Notons que de sa fondation et durant toute son existence, l'ordre ne s'est pas doté d'une devise. 

  • La réception dans l'ordre :

Les commanderies avaient, entre autres, pour rôle d'assurer de façon permanente le recrutement des frères. Ce recrutement devait être le plus large possible. Ainsi, les hommes laïcs de la noblesse et de la paysannerie libre pouvaient prétendre à être reçus s'ils répondaient aux critères exigés par l'ordre.

Tout d'abord, l'entrée dans l'ordre était gratuite et volontaire. Le candidat pouvait être pauvre. Avant toute chose, il faisait don de lui-même. Il était nécessaire qu'il fût motivé car il n'y avait pas de période d'essai par le novicat. L'entrée était directe (prononciation des voeux) et définitive (à vie).

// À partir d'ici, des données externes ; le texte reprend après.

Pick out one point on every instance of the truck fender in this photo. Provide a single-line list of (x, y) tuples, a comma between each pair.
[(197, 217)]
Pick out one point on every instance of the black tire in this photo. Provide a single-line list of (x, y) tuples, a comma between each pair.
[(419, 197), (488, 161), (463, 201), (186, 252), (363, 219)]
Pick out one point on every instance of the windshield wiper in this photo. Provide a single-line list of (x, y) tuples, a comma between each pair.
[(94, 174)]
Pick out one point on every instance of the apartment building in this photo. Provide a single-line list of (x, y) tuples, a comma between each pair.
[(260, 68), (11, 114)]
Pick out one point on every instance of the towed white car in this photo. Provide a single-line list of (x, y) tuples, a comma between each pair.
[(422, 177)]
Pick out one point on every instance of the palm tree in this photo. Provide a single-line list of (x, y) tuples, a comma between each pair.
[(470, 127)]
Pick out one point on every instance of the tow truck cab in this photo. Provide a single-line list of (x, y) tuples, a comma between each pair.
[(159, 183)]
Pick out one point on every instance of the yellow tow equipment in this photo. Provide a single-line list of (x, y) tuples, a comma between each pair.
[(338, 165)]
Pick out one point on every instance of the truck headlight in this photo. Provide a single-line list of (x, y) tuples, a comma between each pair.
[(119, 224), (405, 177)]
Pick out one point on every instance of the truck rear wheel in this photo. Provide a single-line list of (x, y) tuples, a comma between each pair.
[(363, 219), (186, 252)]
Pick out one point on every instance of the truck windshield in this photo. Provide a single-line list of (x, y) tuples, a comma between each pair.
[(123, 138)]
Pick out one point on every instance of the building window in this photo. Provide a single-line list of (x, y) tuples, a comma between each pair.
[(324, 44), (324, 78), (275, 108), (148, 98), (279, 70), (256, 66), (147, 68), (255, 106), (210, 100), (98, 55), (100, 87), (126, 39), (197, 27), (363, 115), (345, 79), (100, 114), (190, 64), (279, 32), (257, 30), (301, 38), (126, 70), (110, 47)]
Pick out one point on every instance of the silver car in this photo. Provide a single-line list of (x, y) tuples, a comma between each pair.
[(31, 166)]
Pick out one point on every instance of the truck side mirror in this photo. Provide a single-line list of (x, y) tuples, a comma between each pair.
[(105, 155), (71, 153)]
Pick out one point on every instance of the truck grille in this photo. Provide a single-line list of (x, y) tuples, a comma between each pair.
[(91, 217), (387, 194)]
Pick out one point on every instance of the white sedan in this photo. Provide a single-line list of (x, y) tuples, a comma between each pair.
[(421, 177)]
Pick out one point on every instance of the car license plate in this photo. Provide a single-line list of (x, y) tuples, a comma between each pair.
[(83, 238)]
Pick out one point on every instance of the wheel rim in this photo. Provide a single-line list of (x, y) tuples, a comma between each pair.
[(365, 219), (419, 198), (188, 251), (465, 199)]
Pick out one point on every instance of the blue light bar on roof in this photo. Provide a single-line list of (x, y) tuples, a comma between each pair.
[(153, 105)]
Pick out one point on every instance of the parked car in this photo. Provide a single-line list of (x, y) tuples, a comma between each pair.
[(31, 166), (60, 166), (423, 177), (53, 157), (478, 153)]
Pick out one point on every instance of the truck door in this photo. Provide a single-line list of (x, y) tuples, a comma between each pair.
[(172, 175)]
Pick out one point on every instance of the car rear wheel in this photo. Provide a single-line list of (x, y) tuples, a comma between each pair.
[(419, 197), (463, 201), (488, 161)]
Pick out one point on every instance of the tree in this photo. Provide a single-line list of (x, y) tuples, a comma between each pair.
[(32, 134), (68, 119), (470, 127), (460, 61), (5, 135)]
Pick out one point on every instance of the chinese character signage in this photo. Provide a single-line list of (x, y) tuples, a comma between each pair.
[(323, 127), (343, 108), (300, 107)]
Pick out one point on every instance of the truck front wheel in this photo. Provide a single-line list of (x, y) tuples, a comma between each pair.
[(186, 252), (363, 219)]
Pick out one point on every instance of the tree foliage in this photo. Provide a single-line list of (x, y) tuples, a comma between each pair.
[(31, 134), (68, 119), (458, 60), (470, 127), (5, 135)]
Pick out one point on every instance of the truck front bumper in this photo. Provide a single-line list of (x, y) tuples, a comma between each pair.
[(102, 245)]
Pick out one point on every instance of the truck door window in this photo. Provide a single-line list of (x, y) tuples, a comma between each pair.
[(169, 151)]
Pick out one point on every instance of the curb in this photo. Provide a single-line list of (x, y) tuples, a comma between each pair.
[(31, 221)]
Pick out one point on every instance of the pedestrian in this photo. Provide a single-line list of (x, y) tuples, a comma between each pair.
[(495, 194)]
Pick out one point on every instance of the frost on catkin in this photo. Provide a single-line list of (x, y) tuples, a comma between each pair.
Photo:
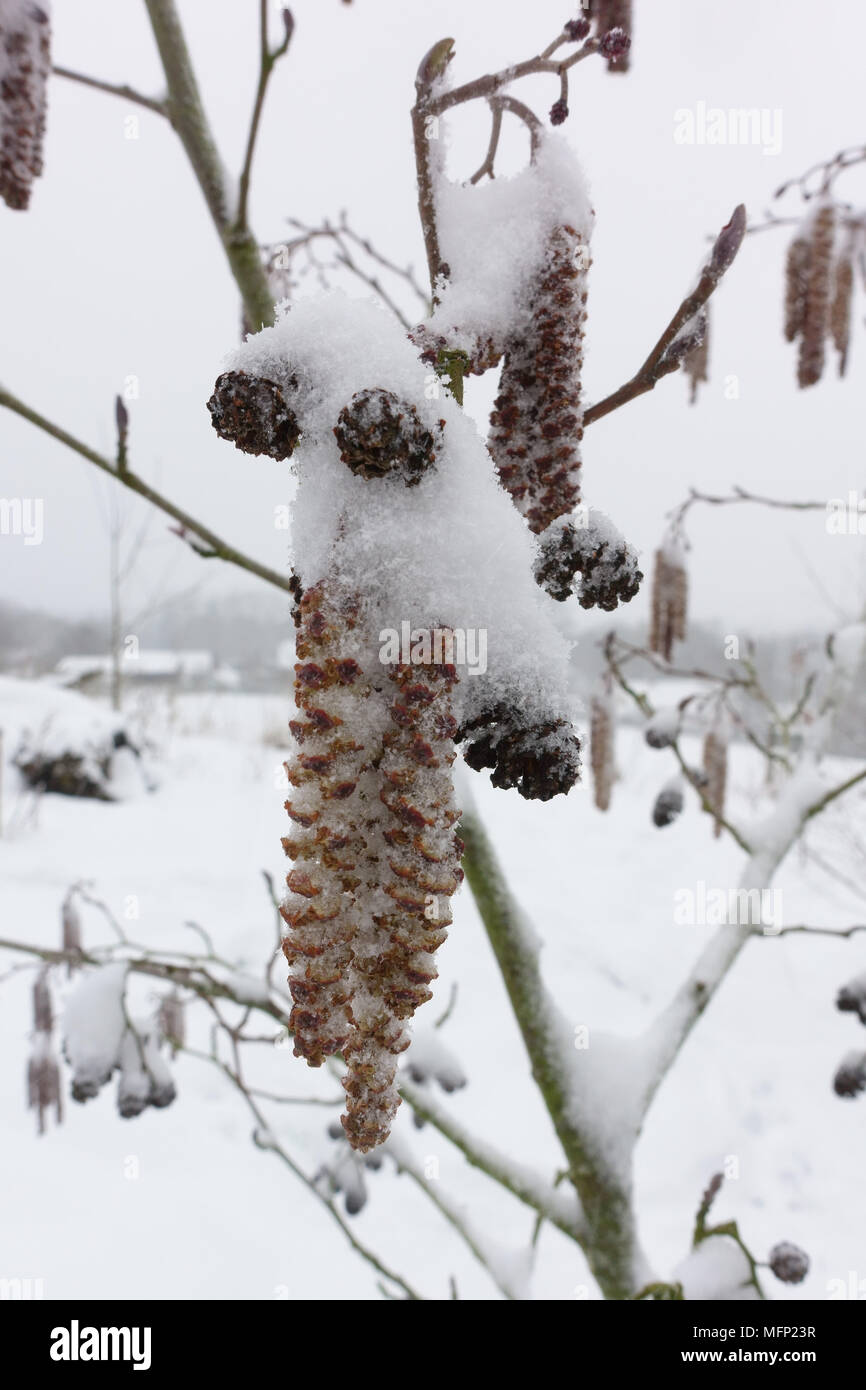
[(537, 419), (816, 306), (715, 769), (325, 808), (601, 749), (25, 63), (420, 870), (669, 599)]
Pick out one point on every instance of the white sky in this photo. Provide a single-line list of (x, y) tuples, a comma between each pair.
[(117, 270)]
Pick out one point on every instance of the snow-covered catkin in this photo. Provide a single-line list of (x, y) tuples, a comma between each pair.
[(669, 601), (601, 749), (327, 841), (25, 63), (797, 280), (840, 306), (819, 284), (537, 419), (715, 769), (420, 870)]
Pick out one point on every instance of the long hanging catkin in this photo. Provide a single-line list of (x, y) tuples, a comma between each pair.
[(25, 63), (420, 870), (816, 307), (327, 841), (537, 419)]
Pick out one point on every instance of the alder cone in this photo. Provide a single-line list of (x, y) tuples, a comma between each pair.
[(252, 413), (537, 417), (378, 434), (420, 870), (25, 63), (540, 759), (327, 841)]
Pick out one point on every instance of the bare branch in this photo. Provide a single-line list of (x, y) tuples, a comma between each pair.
[(205, 541)]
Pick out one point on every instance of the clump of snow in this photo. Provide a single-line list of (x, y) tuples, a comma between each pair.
[(451, 552), (716, 1271), (492, 236), (93, 1027)]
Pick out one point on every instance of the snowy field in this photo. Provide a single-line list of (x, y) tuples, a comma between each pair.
[(178, 1203)]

Les principaux critères étaient les suivants :

  • être âgé de plus de 18 ans (la majorité pour les garçons était fixée à 16 ans) (article 58)
  • ne pas être fiancé (article 669)
  • ne pas faire partie d'un autre ordre (article 670)
  • ne pas être endetté (article 671)
  • être en parfaite santé mentale et physique (ne pas être estropié) (article 672)
  • n'avoir soudoyé personne pour être reçu dans l'ordre (article 673)
  • être homme libre (le serf d'aucun homme) (article 673)
  • ne pas être excommunié (article 674)

Le candidat était prévenu qu'en cas de mensonge prouvé, il serait immédiatement renvoyé. « ... si vous en mentiez, vous en seriez parjure et en pourriez perdre la maison, ce dont Dieu vous garde. » (Extrait de l’article 668)

  • Hiérarchie :

Les Templiers étaient organisés comme un ordre monastique, suivant la règle créée pour eux par Bernard de de Clairveaux. Dans chaque pays était nommé un maître qui dirigeait l'ensemble des commanderies   et dépendances et tous étaient sujets du maître de l'ordre, désigné à vie, qui supervisait à la fois les efforts militaires de l'ordre en Orient et ses possessions financières en Occident.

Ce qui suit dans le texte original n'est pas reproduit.